What is the difference between chloride, chloride and residual chlorine and how to use chloride test paper?

- Jul 07, 2020-

What is the difference between chloride, chloride and residual chlorine and how to use chloride test paper?


What is the difference between chloride and chloride?

Chloride is an ionized Cl-. It measures the concentration of chloride ions dissolved in water. Chloride refers to the low-Cl and belongs to the atomic state. But chloride, which is often used in water treatment, generally refers to ionized chloride.


What is residual chlorine?

Residual chlorine refers to the oxidizability produced by the water body after being exposed to the oxidizing bactericide for a certain period of time, which is expressed by Cl (atom), which represents the oxidizability of the water body. When chlorine or hypochlorous acid is added to water, it will firstly hydrolyze and dissociate, mainly decomposing into HCLO, CLO- and other substances. Since HCLO is an electrically neutral molecule with a small molecular weight, it easily penetrates the surface of negatively charged bacteria and It penetrates into the cell through the cell wall, and destroys the enzyme system of the bacteria through oxidation to kill the bacteria.

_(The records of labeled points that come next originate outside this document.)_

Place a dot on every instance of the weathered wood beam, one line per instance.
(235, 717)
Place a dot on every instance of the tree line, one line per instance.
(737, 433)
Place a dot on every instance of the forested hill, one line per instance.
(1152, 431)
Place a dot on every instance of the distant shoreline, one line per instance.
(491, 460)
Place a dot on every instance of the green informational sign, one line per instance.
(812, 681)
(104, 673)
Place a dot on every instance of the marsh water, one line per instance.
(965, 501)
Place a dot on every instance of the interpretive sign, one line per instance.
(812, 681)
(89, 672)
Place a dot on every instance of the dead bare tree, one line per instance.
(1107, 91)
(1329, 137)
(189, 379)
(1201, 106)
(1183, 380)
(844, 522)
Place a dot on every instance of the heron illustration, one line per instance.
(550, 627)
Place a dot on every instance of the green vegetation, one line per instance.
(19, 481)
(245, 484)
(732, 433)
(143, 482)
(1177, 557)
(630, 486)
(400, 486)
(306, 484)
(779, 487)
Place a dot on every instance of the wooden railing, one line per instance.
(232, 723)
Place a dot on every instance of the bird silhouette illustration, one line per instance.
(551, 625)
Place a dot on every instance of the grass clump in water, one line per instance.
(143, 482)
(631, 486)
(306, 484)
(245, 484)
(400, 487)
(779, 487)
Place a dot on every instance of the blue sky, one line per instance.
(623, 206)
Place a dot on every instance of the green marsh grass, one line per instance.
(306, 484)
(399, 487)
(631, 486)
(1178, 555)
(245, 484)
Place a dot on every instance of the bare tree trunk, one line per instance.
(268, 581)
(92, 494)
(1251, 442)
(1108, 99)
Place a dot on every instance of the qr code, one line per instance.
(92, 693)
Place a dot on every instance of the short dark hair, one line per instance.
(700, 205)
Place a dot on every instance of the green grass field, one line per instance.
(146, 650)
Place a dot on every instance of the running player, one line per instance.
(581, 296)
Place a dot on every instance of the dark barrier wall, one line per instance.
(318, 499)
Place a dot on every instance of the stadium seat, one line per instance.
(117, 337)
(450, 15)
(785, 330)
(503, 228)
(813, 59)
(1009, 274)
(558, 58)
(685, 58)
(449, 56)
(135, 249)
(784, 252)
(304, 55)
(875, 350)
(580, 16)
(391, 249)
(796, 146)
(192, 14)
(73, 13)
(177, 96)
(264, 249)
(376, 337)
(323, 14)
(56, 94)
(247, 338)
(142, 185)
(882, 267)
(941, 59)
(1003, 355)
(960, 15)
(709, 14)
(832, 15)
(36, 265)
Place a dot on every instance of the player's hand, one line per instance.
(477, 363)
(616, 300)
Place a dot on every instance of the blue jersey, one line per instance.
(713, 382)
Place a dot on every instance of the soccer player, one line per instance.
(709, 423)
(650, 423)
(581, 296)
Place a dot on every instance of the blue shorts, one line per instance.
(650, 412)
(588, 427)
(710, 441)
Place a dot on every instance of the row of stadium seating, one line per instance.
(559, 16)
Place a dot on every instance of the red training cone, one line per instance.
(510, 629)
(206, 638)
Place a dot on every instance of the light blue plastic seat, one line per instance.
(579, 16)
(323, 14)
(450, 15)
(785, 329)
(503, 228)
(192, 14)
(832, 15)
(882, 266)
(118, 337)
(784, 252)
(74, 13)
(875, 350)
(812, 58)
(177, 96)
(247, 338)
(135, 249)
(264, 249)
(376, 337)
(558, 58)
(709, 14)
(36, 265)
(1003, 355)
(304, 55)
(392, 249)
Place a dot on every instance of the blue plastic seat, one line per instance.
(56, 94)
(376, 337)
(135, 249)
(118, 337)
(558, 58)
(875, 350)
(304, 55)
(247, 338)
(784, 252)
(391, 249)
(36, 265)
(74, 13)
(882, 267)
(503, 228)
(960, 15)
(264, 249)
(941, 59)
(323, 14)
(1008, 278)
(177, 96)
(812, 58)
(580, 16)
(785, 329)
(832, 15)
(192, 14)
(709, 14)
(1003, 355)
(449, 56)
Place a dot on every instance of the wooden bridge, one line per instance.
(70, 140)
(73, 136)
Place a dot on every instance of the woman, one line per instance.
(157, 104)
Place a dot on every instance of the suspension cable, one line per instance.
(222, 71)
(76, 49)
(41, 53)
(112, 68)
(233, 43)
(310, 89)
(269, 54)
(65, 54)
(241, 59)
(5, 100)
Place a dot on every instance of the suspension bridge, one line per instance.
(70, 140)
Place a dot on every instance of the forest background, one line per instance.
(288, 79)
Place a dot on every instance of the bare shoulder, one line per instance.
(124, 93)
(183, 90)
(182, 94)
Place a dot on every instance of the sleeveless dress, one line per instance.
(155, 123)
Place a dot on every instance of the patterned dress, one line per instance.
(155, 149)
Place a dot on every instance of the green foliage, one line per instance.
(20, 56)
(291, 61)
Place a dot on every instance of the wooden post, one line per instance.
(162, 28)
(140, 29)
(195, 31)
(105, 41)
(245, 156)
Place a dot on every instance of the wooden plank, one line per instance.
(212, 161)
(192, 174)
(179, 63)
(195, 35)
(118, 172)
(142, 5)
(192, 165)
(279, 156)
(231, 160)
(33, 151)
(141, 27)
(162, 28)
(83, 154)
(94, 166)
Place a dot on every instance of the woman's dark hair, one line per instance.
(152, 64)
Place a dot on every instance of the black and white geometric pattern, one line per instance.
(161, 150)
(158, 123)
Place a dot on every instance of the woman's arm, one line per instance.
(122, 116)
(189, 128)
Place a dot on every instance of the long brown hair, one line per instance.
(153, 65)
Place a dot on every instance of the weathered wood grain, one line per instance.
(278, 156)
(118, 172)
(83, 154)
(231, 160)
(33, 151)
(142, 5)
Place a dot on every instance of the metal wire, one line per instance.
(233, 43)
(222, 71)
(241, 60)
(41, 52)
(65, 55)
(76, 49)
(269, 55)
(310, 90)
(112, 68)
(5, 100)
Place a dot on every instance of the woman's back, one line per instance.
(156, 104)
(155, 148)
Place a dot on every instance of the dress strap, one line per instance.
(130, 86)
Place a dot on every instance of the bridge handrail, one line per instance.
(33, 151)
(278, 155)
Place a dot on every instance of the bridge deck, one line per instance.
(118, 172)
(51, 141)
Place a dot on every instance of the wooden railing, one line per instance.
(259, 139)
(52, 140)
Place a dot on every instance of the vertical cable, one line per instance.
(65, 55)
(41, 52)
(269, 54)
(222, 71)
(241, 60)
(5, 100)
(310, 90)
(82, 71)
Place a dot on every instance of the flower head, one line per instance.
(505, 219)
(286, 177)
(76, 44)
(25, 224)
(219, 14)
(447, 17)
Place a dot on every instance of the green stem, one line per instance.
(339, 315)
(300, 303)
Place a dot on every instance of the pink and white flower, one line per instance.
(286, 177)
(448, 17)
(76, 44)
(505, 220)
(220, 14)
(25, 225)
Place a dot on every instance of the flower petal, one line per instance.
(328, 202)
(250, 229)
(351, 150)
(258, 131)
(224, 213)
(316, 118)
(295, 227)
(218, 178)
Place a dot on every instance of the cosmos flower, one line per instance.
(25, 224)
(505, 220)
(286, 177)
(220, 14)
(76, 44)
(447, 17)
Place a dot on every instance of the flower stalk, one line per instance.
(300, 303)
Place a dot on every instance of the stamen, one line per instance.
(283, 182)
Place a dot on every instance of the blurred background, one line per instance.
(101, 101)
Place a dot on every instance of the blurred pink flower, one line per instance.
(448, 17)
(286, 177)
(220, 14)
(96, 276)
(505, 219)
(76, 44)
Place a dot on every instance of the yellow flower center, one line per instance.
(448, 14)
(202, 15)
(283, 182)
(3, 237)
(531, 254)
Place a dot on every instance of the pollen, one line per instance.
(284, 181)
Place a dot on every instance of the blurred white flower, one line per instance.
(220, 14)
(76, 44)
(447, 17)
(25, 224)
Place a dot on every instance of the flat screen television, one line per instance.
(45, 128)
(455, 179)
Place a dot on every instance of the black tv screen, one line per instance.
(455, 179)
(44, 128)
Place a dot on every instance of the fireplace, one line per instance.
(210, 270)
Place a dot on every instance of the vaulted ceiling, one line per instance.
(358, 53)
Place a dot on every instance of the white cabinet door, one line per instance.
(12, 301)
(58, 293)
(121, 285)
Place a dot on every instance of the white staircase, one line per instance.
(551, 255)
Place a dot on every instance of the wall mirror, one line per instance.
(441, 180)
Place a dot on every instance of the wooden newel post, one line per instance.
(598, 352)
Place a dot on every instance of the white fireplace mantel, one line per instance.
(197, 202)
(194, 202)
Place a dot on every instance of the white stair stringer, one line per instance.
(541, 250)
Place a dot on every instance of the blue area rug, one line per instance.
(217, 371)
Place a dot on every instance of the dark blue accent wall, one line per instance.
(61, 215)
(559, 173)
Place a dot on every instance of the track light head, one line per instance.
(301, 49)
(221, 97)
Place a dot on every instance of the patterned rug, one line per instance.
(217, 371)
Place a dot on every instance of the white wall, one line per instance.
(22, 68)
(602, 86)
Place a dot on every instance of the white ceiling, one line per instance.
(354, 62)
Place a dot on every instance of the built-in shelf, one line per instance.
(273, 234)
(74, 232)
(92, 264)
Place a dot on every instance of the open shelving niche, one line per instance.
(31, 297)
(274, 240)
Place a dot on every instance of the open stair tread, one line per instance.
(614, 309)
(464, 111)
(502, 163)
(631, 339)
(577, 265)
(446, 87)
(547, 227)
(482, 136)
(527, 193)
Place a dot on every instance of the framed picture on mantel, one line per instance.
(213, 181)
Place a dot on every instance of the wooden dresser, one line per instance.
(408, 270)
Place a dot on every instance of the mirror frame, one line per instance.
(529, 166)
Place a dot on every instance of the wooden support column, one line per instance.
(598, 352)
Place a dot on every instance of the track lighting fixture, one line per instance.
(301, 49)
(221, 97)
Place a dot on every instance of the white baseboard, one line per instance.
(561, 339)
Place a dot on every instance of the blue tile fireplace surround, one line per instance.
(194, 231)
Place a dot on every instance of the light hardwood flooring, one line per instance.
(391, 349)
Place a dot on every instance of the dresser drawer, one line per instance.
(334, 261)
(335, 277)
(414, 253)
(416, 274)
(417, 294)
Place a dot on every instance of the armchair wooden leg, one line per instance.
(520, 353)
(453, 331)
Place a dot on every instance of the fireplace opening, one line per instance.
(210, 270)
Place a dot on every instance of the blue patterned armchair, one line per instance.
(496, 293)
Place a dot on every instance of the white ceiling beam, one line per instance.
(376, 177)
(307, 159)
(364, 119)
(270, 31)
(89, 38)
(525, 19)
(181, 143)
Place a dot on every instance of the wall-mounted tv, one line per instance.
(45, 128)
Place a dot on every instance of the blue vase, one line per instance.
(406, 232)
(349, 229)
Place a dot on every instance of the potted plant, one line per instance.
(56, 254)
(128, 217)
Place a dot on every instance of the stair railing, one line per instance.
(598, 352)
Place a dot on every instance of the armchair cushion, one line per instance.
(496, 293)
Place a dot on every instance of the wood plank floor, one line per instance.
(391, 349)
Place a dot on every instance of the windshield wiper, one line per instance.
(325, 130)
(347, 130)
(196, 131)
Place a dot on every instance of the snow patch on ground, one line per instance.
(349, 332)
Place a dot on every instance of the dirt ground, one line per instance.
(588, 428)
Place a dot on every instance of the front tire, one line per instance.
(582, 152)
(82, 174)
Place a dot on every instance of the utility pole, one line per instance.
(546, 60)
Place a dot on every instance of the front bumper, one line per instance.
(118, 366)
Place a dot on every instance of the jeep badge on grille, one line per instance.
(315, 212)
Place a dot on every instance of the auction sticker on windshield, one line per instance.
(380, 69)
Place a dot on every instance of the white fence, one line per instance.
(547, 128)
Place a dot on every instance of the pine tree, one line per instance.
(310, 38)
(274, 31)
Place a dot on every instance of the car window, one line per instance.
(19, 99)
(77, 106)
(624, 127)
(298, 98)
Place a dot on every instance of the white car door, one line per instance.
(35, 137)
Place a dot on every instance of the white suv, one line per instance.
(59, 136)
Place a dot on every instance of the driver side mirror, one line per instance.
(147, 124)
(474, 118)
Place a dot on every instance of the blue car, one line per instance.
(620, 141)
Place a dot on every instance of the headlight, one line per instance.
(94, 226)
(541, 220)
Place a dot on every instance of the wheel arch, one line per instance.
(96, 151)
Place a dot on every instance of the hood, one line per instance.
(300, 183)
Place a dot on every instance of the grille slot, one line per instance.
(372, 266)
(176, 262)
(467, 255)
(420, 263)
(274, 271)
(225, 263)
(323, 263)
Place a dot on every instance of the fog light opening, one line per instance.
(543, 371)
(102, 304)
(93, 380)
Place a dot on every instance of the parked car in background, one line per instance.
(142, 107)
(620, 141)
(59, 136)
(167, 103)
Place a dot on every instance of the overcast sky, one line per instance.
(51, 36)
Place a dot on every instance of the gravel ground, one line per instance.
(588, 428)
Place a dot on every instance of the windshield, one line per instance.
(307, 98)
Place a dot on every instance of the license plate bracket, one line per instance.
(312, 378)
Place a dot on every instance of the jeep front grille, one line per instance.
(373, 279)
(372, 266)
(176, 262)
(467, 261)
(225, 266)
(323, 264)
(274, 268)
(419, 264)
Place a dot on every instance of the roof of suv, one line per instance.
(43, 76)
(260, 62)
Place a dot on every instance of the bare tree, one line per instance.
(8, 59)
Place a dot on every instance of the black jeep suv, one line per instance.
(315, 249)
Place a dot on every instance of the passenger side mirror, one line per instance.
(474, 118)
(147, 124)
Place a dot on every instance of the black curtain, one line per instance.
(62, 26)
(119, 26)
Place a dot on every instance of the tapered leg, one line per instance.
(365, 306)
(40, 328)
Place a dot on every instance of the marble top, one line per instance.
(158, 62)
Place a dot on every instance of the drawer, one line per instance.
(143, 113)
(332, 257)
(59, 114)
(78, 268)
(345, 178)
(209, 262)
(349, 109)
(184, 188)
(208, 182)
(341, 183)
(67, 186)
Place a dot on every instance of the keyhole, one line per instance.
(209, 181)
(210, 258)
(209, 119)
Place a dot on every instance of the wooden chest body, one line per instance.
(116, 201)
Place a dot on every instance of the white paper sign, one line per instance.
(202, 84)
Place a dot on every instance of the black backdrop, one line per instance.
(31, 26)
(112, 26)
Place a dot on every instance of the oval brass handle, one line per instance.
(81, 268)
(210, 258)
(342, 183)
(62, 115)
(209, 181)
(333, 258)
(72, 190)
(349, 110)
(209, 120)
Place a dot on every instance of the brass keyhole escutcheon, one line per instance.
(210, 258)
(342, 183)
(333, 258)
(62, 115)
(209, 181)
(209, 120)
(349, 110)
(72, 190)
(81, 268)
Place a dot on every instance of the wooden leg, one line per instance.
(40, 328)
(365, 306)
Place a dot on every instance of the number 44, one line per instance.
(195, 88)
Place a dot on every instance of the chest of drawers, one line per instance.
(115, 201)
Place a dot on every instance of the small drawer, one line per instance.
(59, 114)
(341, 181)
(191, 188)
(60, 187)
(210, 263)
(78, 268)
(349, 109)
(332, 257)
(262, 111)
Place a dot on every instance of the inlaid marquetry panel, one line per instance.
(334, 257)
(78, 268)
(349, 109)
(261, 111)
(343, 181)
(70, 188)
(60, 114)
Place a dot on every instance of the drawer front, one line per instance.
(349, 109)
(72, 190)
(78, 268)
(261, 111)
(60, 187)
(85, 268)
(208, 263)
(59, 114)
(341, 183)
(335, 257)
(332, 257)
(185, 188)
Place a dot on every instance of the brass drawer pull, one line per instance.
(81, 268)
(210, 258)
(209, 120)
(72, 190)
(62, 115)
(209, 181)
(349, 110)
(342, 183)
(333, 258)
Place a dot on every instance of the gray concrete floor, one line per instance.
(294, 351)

The production of tap water in my country is produced and inspected in accordance with the national sanitary drinking water standards. It is the general index of hypochlorite, monochloramine, dichloramine, trichloramine, and very few chlorides (chloride ions), etc., as the important indicators of factory water. In "National Sanitary Standards for Drinking Water" GB5749-2006, chloride is <250mg/L. The residual chlorine in the water plant is 0.3-4mg/L (chlorinated disinfection). The residual chlorine in the end of the pipe network is ≥0.05mg/L. This requirement is not specified in the chloride standard. Chloride refers to all chlorine-bearing substances. Chloride ion covers chloride-bearing substances as well as many other substances.

 

The most original method for determining the content of chloride, the liquid titrated with silver nitrate and potassium chromate indicator is calculated based on the titration amount when the liquid is just reddish, and the calculation formula is chloride = (35.5×nitrate The concentration of silver acid (ml) × silver nitrate concentration (mol/L) × 1000]/volume of measured liquid (ml) is used to calculate the concentration.


Disadvantages: 

① The color change is not very obvious.

② It is greatly affected by the color. It is difficult to distinguish whether the color has reached the end point during the titration.


Chloride test paper: 500-1000-1500-2000-3000mg/L 100 times/box.

Chloride test paper

Features:

① Simple operation-very simple operation steps, no other auxiliary consumables are needed.

②Accurate and reliable-classical colorimetric analysis, multi-level test requirements, visual reading with colorimetric card.

③ Convenient and fast-it only takes 0-1 minutes to test the samples, and it is convenient to carry out for outdoor testing.

④ Stable and reliable-Packed in dry and sealed drums, the shelf life is up to 1-3 years.


Process:

① Draw the test strip into the liquid to be measured for 1 second and take it out

② Remove the excess solution from the test paper

③ ③Compare with color card in 2 minutes reaction


Precautions:

① Do not touch the reaction end of the chloride test paper when removing the chloride test paper to avoid contaminating the chloride test paper and affecting the test results.

②After taking out the required amount of chloride test paper, seal the remaining chlorine test paper in a sealed state to avoid high temperature or direct vision.

③ The PH value of the liquid to be tested should be between 5-9. Decolorization treatment is required before the liquid that seems colorless or light color, and the color is too dark.

④ Before using, please carefully read the operating instructions and precautions on the barrel.